You’ve undoubtedly heard of Kombucha. Among the slew of health products on the market, this one continues to gain popularity. Perhaps you’ve even been bold enough to taste your friend’s home brew. Or grow your own.
Anything described as grown or brewed on a counter is enough to make me pause before consumption. Kombucha was no exception, despite a myriad of my friends attempting to persuade me to try it. A “mother” was even offered to me by a buddy so I could make my own. Intriguing. But being the Nancy Drew fan that I am, I started sleuthing for the roots and reasons for the fizzy bevvy health fad.
The evidence collection, however, has left me less than enthused to hop on the ‘bucha bandwagon.
Research Evidence is Sketch
For a beverage considered such a health craze, the evidence regarding its benefits is far from expectations.

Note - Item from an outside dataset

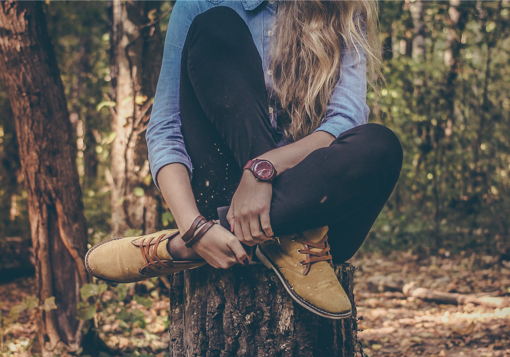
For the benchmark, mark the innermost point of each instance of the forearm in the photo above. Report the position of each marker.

Out of sixty-five journal articles (1) on PubMed, only nineteen studies used human subjects. The human subject articles are the ones I felt appropriate to look into, even though I’ve been described as alien. Of those articles, ten of them cited adverse effects from Kombucha consumption whereas the other nine could not definitively offer a link to health benefits.
A clinical review (2) of studies surrounding Kombucha found no supported evidence to its “efficacy and safety,” but plenty of documented risks.

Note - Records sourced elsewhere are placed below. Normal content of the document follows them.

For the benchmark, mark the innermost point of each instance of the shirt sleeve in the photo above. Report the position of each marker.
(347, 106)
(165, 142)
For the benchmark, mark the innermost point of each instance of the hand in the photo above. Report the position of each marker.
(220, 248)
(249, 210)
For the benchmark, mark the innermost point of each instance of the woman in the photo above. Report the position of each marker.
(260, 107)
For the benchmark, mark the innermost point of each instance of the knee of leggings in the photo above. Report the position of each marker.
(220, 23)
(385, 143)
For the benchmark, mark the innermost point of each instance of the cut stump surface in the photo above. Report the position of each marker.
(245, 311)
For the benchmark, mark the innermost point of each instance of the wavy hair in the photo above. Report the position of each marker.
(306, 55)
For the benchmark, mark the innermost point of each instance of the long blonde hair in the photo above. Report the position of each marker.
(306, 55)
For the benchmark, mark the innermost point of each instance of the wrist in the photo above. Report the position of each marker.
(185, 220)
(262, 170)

Needless to say, I wasn’t feeling overwhelmingly supportive of the wellness drink at this point.
Individual case studies were the only positive feedback link to Kombucha I found. So basically just people saying they felt “so great” from drinking it. That’s alright, but it wasn’t enough to make me go through the process of culturing it in my kitchen… especially with so much scientific evidence steering me away.
The Store Bought Stuff
The dubiously dubbed “cure-all” may officially have you wary, as it did me, but the question still remains: What about the store bought stuff?

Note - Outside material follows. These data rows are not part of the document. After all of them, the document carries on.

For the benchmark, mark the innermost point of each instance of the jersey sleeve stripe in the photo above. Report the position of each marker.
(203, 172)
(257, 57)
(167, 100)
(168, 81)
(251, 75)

Kombucha currently being commercially manufactured is monitored and safely produced (5) for consumption. But, just like the home brew, there is no clinical evidence linking it to health benefits. All that remains is a general consensus from the zombie mass that it has “healing powers” –an opinion undeniably produced by the classic placebo effect.
The bottom line is, unless you love the taste, there really isn’t a reason to drink Kombucha. Before you start creating this bacterial culture kitchen moonshine, consider the risks versus benefits. Base it on facts, not fad.